Un programme de retour des cerveaux régionalisé (Maghreb Tech Return) pourrait être lancé, avec des incitations fiscales, des financements croisés, et des plateformes de matching entre besoins industriels et expertises de la diaspora. Une Banque Maghrébine pour l’Innovation pourrait jouer le rôle de catalyseur, en misant sur les projets portés par des binationaux et des talents issus de la région.
L’énergie comme moteur : gaz, renouvelables, hydrogène
Le triangle énergétique entre le gaz algérien et libyen, les capacités solaires marocaines et mauritaniennes, et l’hydrogène vert en co-développement avec l’Europe, ouvre la voie à une alliance énergétique maghrébine. Ensemble, ces pays peuvent devenir un fournisseur-clé de l’Europe en transition énergétique, tout en assurant leur propre sécurité énergétique.
Un réseau électrique régional, une interconnexion des gazoducs, et une politique commune de l’hydrogène (en lien avec les corridors verts européens comme H2Med), permettraient de renforcer la souveraineté énergétiquetout en attirant les investissements étrangers directs.

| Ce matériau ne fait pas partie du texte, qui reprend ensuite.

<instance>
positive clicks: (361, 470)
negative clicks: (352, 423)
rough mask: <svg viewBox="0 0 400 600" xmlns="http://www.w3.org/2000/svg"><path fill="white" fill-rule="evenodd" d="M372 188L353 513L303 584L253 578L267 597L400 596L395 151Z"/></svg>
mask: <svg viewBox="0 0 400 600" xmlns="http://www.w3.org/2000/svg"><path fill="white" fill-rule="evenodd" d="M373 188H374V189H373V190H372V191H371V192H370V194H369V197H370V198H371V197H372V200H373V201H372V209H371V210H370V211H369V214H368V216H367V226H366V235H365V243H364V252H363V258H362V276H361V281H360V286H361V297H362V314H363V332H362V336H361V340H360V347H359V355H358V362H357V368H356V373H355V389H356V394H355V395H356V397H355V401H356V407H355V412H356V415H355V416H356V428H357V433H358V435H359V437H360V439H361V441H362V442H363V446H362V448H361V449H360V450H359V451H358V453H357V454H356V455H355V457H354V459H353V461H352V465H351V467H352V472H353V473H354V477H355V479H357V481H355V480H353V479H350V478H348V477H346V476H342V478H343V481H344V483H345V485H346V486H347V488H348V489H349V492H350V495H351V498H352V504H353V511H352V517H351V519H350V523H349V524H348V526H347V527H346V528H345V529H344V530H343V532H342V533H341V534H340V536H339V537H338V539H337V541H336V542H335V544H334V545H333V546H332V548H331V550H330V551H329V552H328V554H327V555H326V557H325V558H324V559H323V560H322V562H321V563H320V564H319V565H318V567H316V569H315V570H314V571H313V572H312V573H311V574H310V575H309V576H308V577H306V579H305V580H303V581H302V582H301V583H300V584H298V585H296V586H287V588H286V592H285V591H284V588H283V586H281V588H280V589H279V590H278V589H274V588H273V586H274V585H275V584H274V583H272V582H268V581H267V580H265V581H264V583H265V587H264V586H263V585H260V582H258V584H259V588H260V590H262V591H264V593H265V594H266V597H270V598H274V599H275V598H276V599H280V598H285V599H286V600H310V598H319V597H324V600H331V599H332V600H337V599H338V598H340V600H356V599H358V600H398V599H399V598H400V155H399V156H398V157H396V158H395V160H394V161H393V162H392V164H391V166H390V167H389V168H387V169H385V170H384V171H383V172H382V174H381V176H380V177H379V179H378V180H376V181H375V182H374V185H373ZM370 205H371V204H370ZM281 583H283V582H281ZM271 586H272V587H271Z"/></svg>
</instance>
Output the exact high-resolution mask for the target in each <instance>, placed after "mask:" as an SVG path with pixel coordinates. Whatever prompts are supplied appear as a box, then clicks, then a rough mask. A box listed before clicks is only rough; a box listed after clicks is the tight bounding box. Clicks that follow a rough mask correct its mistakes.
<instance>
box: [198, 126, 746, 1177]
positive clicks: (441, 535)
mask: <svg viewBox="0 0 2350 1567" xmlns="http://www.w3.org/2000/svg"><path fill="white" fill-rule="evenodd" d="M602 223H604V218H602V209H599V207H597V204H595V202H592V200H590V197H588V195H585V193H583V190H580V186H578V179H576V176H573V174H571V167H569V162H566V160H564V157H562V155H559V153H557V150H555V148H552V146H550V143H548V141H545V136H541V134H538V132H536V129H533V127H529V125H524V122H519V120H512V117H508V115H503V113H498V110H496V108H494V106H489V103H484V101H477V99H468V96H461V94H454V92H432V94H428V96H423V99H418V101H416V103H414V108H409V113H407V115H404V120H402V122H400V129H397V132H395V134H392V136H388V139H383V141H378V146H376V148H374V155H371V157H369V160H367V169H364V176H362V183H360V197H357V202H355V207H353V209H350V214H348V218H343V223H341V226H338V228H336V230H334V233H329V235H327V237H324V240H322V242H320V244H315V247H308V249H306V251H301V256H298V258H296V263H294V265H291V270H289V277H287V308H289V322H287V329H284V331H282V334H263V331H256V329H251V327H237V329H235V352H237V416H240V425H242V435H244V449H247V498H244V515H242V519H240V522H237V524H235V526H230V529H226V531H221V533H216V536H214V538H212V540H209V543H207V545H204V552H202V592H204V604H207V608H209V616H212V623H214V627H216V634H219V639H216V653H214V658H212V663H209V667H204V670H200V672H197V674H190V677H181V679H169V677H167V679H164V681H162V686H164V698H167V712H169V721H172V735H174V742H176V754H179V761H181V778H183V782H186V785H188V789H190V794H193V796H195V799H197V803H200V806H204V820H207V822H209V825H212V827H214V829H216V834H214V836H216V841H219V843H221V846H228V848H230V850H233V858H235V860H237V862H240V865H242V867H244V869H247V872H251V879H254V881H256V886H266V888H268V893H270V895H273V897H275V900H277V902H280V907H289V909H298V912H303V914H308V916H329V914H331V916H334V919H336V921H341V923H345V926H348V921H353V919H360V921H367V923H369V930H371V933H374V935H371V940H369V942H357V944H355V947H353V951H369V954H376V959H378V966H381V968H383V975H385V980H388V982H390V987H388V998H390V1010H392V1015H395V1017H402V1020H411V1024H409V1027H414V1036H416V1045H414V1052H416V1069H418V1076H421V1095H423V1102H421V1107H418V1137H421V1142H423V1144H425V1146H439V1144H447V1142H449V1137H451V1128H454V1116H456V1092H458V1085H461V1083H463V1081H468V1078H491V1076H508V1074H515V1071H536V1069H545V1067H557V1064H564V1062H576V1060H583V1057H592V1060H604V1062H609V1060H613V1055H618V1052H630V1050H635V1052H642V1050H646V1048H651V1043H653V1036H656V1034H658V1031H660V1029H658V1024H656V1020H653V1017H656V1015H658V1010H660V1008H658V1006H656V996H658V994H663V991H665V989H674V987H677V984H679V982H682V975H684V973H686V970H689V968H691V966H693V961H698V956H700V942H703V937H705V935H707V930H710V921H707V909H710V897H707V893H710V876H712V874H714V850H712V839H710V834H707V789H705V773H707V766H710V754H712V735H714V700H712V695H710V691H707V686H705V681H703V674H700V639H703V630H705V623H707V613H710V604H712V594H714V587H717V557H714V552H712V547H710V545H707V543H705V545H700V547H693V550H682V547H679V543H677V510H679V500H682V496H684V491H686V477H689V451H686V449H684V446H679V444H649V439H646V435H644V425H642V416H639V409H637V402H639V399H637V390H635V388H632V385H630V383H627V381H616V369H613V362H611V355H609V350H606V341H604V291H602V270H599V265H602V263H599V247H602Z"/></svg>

Une vision, un cadre : l’Union du Grand MaghrebUni 2.0
L’UMA, créée en 1989, n’a jamais dépassé le stade symbolique. Le discours royal offre l’opportunité d’en faire une plateforme opérationnelle, économique et technologique. Le Grand Maghreb Uni 2.0 pourrait reposer sur des agences techniques (logistique, énergie, innovation), des cadres de concertation multisectoriels, et une cour régionale de commerce et d’investissement. Pas nécessairement une union politique, mais un espace économique intégré, à la manière de l’ASEAN ou du Mercosur.
Le Maghreb, dernier grand marché émergeant à conquérir
Dans un monde multipolaire, où les blocs régionaux reprennent le pas sur la mondialisation pure, le Maghreb ne peut plus se permettre de rester fragmenté. Le moment est stratégique, les outils existent, la volonté politique se dessine et tous les freins doivent se desserrer. Si les élites osent dépasser les logiques de méfiance réciproque et misent sur la convergence, le Maghreb peut redevenir ce qu’il n’aurait jamais dû cesser d’être : une passerelle entre les mondes, une force au service de son peuple et de la planète.